Somaliland police arrest foreigners for repackaging expired medicine

0
12

By M.A. Egge
Following an operation monitoring fraudulent drug dealers, the Somaliland police have arrested four Yemeni nationals accused of repackaging expired medicine with falsified expiry dates in a bid to resell the drugs in local markets, authorities said on Monday.
The men were detained during a raid in Hargeisa; according to police they were found repacking expired pharmaceuticals into cartons imported from China.

Officials say the suspects had erased original expiry labels and replaced them with fraudulent dates, raising serious public health concerns.

“We caught these individuals in the act of rebranding expired medicine to deceive consumers,” said Col. Ahmed Saeed, Hargeisa’s eastern regional police commander. “This is a dangerous practice that could have harmed countless people.”
Authorities said the investigation began when they learned that empty medicine cartons had arrived at Hargeisa’s airport two days before the raid.
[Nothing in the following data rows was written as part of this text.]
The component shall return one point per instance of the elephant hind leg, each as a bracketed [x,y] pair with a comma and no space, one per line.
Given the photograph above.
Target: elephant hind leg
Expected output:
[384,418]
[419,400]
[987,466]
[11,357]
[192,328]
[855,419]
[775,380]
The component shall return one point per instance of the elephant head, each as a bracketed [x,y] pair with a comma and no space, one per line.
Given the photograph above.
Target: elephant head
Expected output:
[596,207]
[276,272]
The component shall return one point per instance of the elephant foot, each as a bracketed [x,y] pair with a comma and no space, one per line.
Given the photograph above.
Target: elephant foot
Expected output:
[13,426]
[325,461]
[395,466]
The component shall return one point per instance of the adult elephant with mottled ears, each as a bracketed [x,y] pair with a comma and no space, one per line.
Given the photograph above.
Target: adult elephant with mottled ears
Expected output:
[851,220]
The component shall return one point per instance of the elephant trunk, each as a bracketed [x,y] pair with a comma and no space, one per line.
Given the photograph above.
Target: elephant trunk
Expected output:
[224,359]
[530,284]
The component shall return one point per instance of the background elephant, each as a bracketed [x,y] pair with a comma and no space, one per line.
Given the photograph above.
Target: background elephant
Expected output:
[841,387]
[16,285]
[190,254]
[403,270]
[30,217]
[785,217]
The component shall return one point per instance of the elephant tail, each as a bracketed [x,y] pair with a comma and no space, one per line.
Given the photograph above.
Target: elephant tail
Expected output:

The boxes, which are said to have been brought from abroad, had pre-printed expiration labels designed to mislead consumers into believing the drugs were new.
“We had been monitoring these cartons,” said Osman Adan, district commissioner of Ga’an Libaah. “They were intended to repackage expired drugs collected from local pharmacies and put back on the market as if they were fresh.”
Police seized five cartons of the expired drugs, along with computers and fake certificates allegedly used in the scheme.
The governor of the Maroodi-Jeeh region Mr. Ahmed Mohamed Adad, said that the men had invested approximately $9,000 in the counterfeit operation.
“They planned to buy expired drugs from pharmacies, erase the dates, and repackage them into these imported cartons before selling them as if they were safe for consumption,” Adad said.

“This is fraud and a serious public health hazard,” he posed.
Authorities have warned that substandard and counterfeit medicines have increasingly found their way into Somaliland’s markets, with officials struggling to regulate the quality of pharmaceuticals entering the country.
The four suspects remain in custody and will be presented in court once the investigations are complete, police said.
Somaliland and the wider region have, in recent times, faced growing concerns over the influx of unregulated medicine, with some drugs linked to adverse health effects. The government has vowed to crack down on counterfeit pharmaceuticals.